Posted: 24 Jun, 2022
Earlier this month, Sir Jan du Plessis, the new chair of the UK’s audit watchdog, the Financial Reporting Council (FRC) made a speech in which he vowed to make company directors accountable for corporate accounting scandals.
He referred to the government’s decision to water-down plans for a UK version of the US’s ‘Sarbanes-Oxley Act’ calling it a “missed opportunity” and saying the FRC will instead seek to hold company directors accountable itself.
Before the government’s rollback which comes after it faced significant push-back from businesses, plans to bring in a UK version of Sarbanes-Oxley would have mandated that company executives sign off on financial reports, thereby taking individual responsibility for the accuracy of financial records.
Now, it is understood that the FRC will set out plans as to how it will ensure that executives take responsibility without government legislation.
Why the need for reform?
In recent years, there has been a series of high-profile accounting scandals including those involving Carillion, BHS and Patisserie Valerie that have highlighted the need for reform.
In fact, the US brought in Sarbanes-Oxley in 2002 after it suffered its own string of corporate accounting scandals including Enron, Tyco International, Adelphia and WorldCom.
The Act as it exists in the US covers the responsibilities of a public corporation’s board of directors, criminal penalties for certain misconduct, the oversight role of boards of directors and the independence of outside auditors who review the accuracy of corporate financial statements.

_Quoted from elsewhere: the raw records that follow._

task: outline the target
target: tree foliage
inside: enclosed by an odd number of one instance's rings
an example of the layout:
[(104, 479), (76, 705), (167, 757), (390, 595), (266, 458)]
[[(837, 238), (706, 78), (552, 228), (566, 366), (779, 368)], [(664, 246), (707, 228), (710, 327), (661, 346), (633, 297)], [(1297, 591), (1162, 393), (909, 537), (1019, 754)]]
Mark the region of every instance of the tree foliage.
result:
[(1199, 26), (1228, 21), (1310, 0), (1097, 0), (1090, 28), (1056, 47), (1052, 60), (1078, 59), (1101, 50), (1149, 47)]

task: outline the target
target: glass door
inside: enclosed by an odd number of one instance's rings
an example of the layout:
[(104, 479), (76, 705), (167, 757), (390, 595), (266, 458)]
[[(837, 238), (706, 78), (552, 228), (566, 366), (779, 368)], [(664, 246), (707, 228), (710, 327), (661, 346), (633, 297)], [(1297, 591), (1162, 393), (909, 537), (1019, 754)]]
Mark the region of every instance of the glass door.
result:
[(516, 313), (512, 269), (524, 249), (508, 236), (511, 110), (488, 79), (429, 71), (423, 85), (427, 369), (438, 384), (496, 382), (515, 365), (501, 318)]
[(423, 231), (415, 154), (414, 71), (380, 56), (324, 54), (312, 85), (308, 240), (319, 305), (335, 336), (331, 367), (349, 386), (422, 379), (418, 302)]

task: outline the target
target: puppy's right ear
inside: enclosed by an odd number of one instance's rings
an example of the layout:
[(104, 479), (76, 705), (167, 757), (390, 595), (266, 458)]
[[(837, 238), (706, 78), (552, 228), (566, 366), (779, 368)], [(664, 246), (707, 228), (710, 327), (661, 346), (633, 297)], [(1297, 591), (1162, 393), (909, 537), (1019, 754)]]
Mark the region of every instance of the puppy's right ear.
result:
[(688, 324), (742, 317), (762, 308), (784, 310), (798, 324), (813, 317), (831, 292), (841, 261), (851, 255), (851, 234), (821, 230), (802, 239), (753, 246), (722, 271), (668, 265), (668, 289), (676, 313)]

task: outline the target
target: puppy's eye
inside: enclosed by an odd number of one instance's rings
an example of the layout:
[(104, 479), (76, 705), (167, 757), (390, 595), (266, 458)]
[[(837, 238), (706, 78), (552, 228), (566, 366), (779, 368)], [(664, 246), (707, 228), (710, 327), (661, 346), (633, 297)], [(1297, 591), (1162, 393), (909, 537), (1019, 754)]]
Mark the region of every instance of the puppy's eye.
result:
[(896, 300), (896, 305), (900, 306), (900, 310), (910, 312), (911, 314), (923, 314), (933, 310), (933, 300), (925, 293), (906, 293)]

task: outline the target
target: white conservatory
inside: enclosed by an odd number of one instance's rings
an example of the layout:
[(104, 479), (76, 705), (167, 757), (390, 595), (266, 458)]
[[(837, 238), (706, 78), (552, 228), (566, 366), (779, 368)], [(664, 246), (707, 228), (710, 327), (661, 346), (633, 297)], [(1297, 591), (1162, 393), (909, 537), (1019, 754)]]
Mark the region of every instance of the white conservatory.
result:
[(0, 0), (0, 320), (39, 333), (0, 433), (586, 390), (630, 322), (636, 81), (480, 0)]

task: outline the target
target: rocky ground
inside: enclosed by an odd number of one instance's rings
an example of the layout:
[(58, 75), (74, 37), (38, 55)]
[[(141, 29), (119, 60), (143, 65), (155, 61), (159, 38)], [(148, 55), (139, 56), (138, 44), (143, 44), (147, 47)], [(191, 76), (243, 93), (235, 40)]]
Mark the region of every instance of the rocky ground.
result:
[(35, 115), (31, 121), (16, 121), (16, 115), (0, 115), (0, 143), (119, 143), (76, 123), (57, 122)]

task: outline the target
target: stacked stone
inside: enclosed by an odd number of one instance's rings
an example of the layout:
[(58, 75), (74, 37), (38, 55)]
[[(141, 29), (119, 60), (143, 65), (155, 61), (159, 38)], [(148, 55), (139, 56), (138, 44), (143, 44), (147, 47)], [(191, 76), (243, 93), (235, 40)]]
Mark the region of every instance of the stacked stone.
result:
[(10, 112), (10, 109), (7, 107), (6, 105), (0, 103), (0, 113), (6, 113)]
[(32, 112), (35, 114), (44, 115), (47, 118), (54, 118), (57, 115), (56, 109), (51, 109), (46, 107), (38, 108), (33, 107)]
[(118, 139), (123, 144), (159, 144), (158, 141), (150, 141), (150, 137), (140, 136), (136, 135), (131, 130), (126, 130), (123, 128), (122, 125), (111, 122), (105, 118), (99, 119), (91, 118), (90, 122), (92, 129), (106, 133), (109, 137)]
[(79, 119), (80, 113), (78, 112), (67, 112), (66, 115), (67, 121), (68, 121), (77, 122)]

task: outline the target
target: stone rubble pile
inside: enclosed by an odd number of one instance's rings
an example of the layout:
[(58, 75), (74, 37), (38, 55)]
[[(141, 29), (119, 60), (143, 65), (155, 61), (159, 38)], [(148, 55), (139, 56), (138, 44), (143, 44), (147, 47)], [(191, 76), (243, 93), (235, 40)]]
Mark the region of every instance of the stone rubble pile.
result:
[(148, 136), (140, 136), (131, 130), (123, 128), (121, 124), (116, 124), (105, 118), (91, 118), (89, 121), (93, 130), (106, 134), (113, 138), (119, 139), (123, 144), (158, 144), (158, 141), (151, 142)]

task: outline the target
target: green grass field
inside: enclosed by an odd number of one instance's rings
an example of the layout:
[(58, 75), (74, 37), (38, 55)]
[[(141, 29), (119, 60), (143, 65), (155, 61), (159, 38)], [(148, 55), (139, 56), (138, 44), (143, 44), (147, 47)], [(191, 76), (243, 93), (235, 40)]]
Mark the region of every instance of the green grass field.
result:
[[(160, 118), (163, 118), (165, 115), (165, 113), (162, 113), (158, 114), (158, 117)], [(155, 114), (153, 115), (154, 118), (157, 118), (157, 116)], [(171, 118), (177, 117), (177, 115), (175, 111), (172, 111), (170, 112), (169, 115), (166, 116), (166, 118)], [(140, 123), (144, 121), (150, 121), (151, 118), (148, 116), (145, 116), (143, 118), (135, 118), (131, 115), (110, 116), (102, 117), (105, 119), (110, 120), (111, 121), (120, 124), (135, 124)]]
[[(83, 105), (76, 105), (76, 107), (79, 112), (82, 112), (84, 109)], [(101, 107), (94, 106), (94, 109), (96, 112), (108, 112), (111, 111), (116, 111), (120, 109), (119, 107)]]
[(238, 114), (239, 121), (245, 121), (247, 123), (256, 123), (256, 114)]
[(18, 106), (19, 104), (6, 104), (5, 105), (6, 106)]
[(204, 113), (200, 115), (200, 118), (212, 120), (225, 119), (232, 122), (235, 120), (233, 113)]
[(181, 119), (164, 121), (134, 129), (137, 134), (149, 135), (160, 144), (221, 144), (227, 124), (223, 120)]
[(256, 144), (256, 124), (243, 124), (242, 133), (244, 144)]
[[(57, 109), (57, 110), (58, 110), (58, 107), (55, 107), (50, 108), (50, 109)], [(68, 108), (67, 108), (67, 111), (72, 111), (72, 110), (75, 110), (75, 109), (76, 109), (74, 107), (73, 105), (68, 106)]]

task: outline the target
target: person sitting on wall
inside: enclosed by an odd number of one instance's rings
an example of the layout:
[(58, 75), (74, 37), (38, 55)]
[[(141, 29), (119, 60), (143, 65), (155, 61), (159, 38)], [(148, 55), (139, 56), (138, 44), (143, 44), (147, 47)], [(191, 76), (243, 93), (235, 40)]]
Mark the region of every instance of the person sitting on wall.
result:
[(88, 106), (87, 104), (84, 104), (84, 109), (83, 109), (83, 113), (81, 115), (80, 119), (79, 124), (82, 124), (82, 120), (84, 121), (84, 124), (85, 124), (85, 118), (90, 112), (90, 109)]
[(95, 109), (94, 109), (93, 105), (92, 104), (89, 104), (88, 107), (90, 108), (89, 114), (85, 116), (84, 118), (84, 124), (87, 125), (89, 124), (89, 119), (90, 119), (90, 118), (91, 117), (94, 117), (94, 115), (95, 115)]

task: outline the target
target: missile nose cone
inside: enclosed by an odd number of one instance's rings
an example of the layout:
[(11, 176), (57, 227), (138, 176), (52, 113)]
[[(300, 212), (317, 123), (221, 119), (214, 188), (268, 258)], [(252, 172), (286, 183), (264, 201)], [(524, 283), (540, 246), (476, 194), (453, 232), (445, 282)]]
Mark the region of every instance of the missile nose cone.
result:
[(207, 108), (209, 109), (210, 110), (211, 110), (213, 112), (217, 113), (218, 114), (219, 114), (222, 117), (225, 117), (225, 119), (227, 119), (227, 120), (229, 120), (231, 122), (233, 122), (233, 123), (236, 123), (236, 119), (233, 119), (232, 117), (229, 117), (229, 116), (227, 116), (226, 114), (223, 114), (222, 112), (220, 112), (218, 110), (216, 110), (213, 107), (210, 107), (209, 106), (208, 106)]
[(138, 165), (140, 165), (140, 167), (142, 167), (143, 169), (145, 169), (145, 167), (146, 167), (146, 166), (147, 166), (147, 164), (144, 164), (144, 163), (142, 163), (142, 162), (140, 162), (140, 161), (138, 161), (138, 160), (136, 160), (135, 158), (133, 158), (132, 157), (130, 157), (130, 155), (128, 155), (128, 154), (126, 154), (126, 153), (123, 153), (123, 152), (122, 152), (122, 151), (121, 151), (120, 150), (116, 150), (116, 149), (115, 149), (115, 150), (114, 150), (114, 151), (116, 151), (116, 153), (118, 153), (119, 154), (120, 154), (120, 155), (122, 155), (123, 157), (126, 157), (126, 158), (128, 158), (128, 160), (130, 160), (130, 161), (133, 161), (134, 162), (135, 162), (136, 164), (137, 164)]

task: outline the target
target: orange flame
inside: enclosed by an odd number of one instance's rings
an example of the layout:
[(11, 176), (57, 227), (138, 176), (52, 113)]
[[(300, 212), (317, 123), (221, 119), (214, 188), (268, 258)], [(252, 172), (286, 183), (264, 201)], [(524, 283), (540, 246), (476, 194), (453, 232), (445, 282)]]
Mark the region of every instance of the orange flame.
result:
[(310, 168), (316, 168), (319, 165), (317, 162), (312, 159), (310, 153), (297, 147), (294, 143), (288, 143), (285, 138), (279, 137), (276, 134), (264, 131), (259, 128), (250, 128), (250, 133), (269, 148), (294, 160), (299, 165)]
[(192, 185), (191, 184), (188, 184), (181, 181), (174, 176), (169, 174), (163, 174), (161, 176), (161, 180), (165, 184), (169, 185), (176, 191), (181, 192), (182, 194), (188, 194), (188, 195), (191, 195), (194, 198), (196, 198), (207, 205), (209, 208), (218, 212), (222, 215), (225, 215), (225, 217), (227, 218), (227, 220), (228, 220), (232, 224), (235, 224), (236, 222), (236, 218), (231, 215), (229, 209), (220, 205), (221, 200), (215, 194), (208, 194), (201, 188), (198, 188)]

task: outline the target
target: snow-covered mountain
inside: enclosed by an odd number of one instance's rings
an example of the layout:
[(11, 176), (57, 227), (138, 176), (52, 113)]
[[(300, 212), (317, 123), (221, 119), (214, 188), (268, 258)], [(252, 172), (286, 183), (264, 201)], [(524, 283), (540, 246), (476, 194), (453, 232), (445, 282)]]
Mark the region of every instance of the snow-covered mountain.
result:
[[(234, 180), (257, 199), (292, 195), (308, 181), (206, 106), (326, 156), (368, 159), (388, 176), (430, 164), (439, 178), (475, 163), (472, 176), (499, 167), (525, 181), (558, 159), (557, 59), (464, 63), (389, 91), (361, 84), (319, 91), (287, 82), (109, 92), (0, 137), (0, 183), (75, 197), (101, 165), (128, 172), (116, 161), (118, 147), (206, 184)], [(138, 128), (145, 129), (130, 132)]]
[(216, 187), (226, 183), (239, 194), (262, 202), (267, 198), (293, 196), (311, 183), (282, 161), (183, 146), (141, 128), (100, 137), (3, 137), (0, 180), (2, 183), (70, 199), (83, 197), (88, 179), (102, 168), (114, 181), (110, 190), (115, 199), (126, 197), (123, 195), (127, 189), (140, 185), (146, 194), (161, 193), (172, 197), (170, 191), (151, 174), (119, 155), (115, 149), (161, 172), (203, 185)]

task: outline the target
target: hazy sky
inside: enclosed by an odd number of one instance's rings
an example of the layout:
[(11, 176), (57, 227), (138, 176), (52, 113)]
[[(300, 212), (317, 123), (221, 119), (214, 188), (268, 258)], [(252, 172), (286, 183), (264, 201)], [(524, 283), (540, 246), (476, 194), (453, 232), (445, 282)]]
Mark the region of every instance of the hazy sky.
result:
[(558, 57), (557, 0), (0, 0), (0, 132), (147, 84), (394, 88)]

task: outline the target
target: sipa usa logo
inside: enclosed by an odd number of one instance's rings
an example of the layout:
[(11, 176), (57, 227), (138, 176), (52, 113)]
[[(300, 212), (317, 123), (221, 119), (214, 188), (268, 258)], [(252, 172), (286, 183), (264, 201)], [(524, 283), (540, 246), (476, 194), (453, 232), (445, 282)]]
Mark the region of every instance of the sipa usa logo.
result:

It also mandates that senior executives take individual responsibility for the accuracy and completeness of corporate financial records which is a key element that Sir Jan du Plessis wants to introduce in the UK.
Currently in the UK, the onus for accounting scandals lands on the audit profession as we have seen many times in recent years. Consider the collapse of BHS in which PwC and the firm’s senior audit partner Steve Denison were deemed to have failed to properly scrutinise the business. The FRC said BHS’s 2014 accounts were “incomplete, inaccurate and misleading” and yet the audit was signed off in March 2015, days before BHS was sold for £1 in a deal that led to its collapse, the loss of 11,000 jobs and a £571m pension deficit. The FRC said PwC failed in its auditing responsibility and fined it a record £6.5m, banning Steve Dennison from audit work for 15 years as well as personally fining him £325,000. However the FRC’s final report into the matter, while criticising PwC for “seriously poor audit work” did not include any criticism of Sir Philip Green or any of his management team for providing misleading and unrealistic financial accounts.
Similarly, in the case of Patisserie Valerie, its auditor was fined £2.3m and accused of a “serious lack of competence” over its role in the accounting scandal that led to the collapse of the chain. But while the auditor acknowledged that the quality of its audit work fell short of what was expected of it, it also highlighted that the board and management of Patisserie Valerie also failed to detect the sustained and collusive fraud that had been taking place within the business.
We don’t yet know how Sir Jan du Plessis plans to carry out his vow to hold company directors to account.
It might be part of the new Audit, Reporting and Governance Authority (ARGA)’s powers which will become the new audit authority in the UK next year following recommendations set out in Sir John Kingman’s review of the FRC in 2018 which proposed replacing the FRC with a new, stronger regulator.
But whatever his plans, it is likely that they will be welcomed by the audit profession if not by businesses.
For businesses, if Sir Jan is successful, directors will need to take an even more active role in ensuring they understand their company’s financials to be certain they do not open themselves up to personal penalties and consequences should they sign off on incorrect figures.